Yes, the young Tony Baxter had been put in charge of the mine train side project developed for Thunder Mesa. But as luck would have it, a few pieces fell into place.
The immense scale (and budget) of Thunder Mesa almost certainly had raised executives’ eyebrows given the decline of interest in the Old West and the rise of fantasy. To make matters worse, the ’70s are often recalled as the “Disney Dark Ages.” Without Walt at the helm, the studio was in sharp decline as it struggled to get its arms around what kinds of movies the public wanted. As a result, money was tight, and the lavish, oversized, epic dark rides of the ’60s (like Pirates, Haunted Mansion, and the proposed Western River Expedition) were simply out of the question.
For better or worse, Tony Baxter was allegedly advised by Disney’s then-CEO that if he thought his mine train coaster could be a star in its own right, he ought to split off of the Thunder Mesa project and pursue it. Of course, he did.
Big Thunder Mountain Railroad would essentially “fuse” the three Thunder Mesa attractions into a low-cost, high-thrill headliner that would add excitement and energy back into the dated concept of Frontierland and do so with the same budget-saving steel coaster technology that had made Space Mountain a hit in the era. But here’s the catch: it wouldn’t be alone…
Hints in the West
If you visit Frontierland in Orlando, Paris, or Tokyo, you’ll stand in awe of the towering, magnificent, grandiose Big Thunder Mountain. That’s by design. At all three, Big Thunder Mountain stands as the centerpiece of a sprawling, scrubby desert landscape with tall, harsh, geometric towers modeled after Arizona’s Monumental Valley. The sandstone buttes with iron oxide-rich siltstone layers resemble the Colorado Plateau – sharp, geometric, and monumental, as if chiseled and shaped.

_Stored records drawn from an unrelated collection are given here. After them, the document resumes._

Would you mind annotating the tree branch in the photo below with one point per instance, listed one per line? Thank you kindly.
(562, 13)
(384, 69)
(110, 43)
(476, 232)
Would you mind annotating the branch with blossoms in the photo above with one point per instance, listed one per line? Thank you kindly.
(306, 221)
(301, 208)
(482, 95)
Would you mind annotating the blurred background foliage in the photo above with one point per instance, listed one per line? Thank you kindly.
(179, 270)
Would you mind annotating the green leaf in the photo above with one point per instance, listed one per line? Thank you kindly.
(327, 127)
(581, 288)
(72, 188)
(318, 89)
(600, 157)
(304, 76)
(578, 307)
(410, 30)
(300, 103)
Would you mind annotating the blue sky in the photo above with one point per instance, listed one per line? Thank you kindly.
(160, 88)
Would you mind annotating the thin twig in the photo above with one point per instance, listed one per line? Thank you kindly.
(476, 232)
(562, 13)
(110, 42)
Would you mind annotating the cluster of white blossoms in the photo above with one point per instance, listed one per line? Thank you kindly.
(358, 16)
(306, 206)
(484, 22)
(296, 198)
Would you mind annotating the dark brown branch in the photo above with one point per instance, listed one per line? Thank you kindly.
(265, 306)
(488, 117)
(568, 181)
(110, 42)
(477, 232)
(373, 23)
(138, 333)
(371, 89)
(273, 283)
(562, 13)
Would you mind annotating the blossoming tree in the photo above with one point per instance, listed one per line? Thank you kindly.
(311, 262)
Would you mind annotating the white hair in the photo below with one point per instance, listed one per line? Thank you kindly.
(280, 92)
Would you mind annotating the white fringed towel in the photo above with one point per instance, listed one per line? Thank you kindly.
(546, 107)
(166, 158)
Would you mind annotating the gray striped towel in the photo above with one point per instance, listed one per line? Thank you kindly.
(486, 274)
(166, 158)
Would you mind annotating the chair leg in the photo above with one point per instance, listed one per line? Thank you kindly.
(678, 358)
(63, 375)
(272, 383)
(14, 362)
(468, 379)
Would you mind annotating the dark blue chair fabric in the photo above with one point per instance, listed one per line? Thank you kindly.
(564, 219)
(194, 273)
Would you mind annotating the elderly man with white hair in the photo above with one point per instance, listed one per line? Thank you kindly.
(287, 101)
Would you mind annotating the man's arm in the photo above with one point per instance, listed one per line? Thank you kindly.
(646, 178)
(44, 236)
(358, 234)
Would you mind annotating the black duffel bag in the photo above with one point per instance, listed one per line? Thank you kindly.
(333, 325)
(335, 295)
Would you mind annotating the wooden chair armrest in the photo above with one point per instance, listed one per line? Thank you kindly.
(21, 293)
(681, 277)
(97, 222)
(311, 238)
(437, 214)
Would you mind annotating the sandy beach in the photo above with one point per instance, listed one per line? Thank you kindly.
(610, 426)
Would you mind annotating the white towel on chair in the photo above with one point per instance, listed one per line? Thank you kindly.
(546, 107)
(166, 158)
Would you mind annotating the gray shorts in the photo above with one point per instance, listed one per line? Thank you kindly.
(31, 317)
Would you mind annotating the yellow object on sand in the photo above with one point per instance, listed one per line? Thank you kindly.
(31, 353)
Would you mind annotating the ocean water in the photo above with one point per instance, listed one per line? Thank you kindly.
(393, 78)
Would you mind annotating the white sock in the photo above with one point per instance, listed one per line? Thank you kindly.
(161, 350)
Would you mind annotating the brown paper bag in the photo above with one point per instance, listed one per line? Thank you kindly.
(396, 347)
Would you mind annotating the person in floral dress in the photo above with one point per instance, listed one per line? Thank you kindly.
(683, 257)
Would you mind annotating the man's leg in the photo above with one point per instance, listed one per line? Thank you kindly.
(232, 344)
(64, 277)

It’s a perfect “Natural” Wonder for those three parks – each built on a magnificent scale. Imagineer Rolly Crump critcized Magic Kingdom’s castle for making him want to “genuflect,” and you can see that same reverence and scale here. It’s big. It’s expansive. It’s harsh. It’s an imposing and intimidating peak of Imagineering.
But as with all things, Disneyland is different. An enormous, sprawling harsh mountain looming over a vast desert in the diminuitive park would look sorely out of place, even if Imagineers could’ve made it fit in the former Nature’s Wonderland. So at Disneyland, Big Thunder Mountain isn’t based on Monument Valley at all, but on Utah’s Bryce Canyon.
While that distinction may seem trivial, it’s important. It’s not just that the rounded, otherworldly eroded “hoodoos” supernaturally set among evergreen forests in Bryce Canyon are less harsh and much subtler for Disneyland’s smaller scale…
It’s that Disneyland’s Big Thunder Mountain was meant to be just one piece of an entire new land at the park… Standing directly at the confluence of Fantasyland and Frontierland, this otherworldly mountain of inexplicable rock formations would be a bridge between narratives; it would reinvigorate the story of Frontierland by extending it.
After all, what would come of those prospectors who discovered gold in the rumbling caverns of Big Thunder? Would they settle down with their gold nuggets in the sleepy mining town of Rainbow Ridge? Of course not… They’d press onward! They’d take their winnings West, arriving back at that glowing golden port of immigrants, artists, writers, and adventurers from around the globe: San Francisco.
In the mid-70s, a new model on display in the Main Street Opera House’s preview area showed a brand new land that would join Disneyland by the bicentennial, set along the northern shores of the Rivers of America. As far as Tony Baxter was concerned, Big Thunder Mountain would be the start of the story of Discovery Bay.